USC Price School of Public Policy

Health Management Book

MHA Students’ Papers Featured in Health Management Case Book

By Ben Dimapindan

Cases in Health Services Management

A recently published casebook – Cases in Health Services Management, Fifth Edition – featured three new papers authored by USC School of Policy, Planning, and Development Master of Health Administration students:

  • “Edgewood Lake Hospital: Leadership in a Rural Healthcare Facility during Challenging Economic Times”
    By Brent C. Pottenger, Douglas Archer and Stephen Cheung
    The new CEO of a 30-bed, not-for-profit rural hospital faces a turnaround situation to make the hospital profitable after three years of losses. Problems include challenging payer mix, too many full-time equivalent staff members per occupied bed and difficulty recruiting physicians.
  • “Riviera Medical Center: Riviera Wellness Services”
    By Michael J. King
    The CEO of a 350-bed hospital explores strategic alternatives to enhance its financial situation and reputation by asking the hospital’s board of directors to approve a worksite wellness program. The program is to be marketed to area companies for the purpose of improving workers’ health and decreasing employers’ healthcare costs.
  • “Santorini Hospital: Can Culture Change Save It?”
    By Ronnie Rodrigo Boongaling
    A new CEO of a 585-bed hospital seeks to change the negative organizational culture caused by previous administrations.
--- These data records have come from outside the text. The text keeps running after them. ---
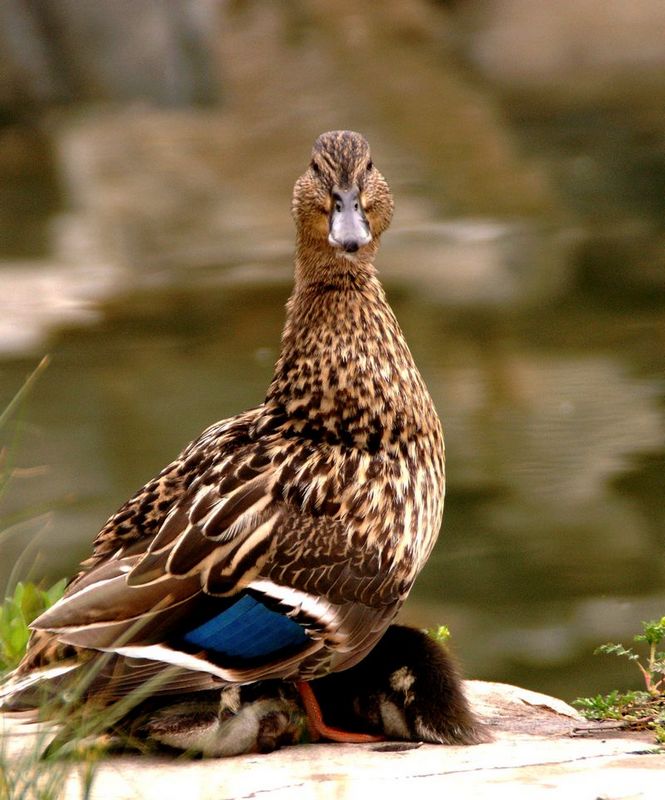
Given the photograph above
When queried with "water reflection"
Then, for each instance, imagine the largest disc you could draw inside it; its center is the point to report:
(543, 539)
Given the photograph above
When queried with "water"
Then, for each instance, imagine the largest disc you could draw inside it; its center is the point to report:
(552, 540)
(149, 252)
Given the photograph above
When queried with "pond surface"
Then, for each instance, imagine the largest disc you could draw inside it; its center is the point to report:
(555, 432)
(149, 252)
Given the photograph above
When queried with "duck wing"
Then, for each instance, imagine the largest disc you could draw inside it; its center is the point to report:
(239, 581)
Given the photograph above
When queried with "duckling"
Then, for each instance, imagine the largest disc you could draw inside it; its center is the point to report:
(407, 688)
(281, 543)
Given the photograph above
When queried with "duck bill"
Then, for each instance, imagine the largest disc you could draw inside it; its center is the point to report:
(349, 229)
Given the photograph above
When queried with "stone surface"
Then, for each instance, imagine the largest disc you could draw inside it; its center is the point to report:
(535, 753)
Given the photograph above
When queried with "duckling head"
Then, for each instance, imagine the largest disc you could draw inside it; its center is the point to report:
(342, 203)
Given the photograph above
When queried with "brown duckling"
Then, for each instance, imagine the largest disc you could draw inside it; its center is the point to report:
(407, 688)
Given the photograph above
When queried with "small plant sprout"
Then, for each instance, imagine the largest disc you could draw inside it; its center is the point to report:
(653, 670)
(639, 709)
(440, 634)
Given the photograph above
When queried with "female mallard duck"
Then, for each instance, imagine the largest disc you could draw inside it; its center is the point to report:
(282, 542)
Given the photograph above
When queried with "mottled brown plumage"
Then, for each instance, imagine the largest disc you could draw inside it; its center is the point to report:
(321, 505)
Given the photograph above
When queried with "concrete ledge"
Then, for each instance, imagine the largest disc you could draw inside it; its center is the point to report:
(536, 753)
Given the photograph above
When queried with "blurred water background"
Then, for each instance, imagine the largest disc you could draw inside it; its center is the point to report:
(147, 155)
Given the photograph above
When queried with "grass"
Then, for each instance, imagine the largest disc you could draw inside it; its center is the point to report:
(25, 774)
(642, 709)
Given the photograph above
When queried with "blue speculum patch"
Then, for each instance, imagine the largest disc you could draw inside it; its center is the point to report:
(247, 630)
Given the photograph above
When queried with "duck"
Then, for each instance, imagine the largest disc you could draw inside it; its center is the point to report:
(282, 542)
(407, 689)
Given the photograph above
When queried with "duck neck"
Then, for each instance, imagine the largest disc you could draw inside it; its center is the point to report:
(345, 373)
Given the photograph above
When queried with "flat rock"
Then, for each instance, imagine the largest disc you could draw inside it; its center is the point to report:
(537, 751)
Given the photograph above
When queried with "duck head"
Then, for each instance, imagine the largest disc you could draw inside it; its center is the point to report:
(342, 203)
Issues include hostile labor relations and refusal to recognize a union certified by the National Labor Relations Board; physician conflicts, including a loss of specialists; negative inspection reports; and interruption of a building program.
    (Source: Cases in Health Services Management, 2010)

The case studies were done during the last academic year as MHA capstone projects, in which students are required to write a case suitable for publishing or do a strategic analysis for a health organization, explained Professor Robert Mrytle.

“Theses cares are designed to pose a particular problem to a decision maker and allow the students to say, ‘okay, how would you address this?’” Myrtle said.

“In one sense, it replicates the issues that a decision maker is facing, which are: they have a problem, they don’t have all the data and yet they still have to figure out a solution,” he added. “The insights emerge from how you go about understanding the problem; the things you place emphasis on.”

Myrtle noted that the three essays were chosen for the casebook because each contributed something new and compelling to health management literature.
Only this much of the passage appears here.